02 May 2014

The siesta method

On the trauma surgery rotation, rounds start early. At 6:00 AM, to be exact (and medical students had best be exact, lest they show up late and incur the attending physician's scorn).

But when I was on the rotation, the workday also ended mercifully early. Often, we finished before noon. Some of the medical students would go home straight away. Others would hang around, studying for the upcoming surgery exam and waiting for trauma cases to roll in. But by the time evening fell, all of the students would have already filtered out of the hospital.

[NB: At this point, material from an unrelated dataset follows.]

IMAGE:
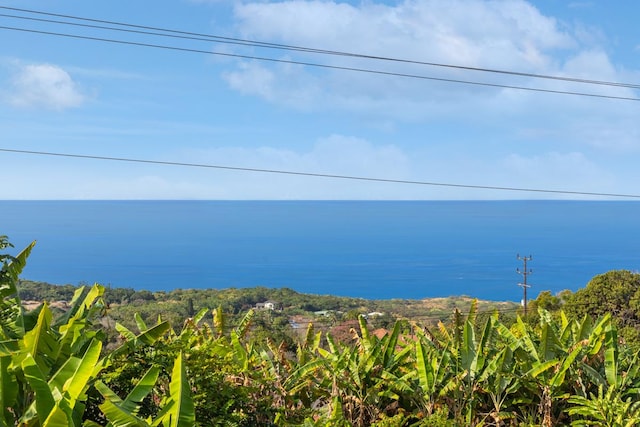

That is, except for me. Almost by accident, I was on a different schedule from my classmates. I have named it "the siesta method," and it is a true winner.

To make sure I had time to see my patients before rounds and prepare my presentations to the wards team, some days I would set my alarm for 3:50 AM. By the end of the workday, I was knackered. Too spent to study or hang around, I would grab lunch and then head straight to the medical student call room to nap. Several hours later, I would wake up to find that nightfall had descended. I would groggily grab dinner and shuffle to a classroom where I could study for my upcoming surgery exam.

Sometimes, though, the wail of an ambulance or the distant chop of a helicopter would shatter the nighttime silence. A trauma case! Trauma cases excited me much more than studying. I would sprint to the emergency room to see what new case had been brought in. Indeed, most trauma cases come in at night, in large part because night is when people most commonly consume alcohol.

During the day, as many as six medical students would arrive at a trauma case. But at night, I was the only medical student there. I got to stand near the patient and even participate in the resuscitation efforts. The residents took notice. They were impressed that a medical student had decided to stay so late, when they could be at home. I got a reputation as "that med student who's always here." The attendings noticed as well. They encouraged me to "scrub in" to (i.e. participate in) their surgeries. "We've never seen a medical student here this late," one explained. "We really appreciate it, because it gives us more opportunities to teach."

Some nights were quiet. On these nights, I would go home and catch up on sleep until my 3:50 AM alarm. Other nights, when the trauma bay was buzzing, I would stay up all night, enjoying a ring-side view of the fascinating cases that came in.

By sleeping twice a day, I ensured I was getting sufficient sleep. If I pulled an all-nighter, I would simply sleep for longer the following afternoon.

Eventually I finished the trauma rotation, and went back to sleeping only once a day, at night. But I miss the excitement of the trauma cases, and look back fondly on my siesta system. It ended up being a fantastic way to learn surgery.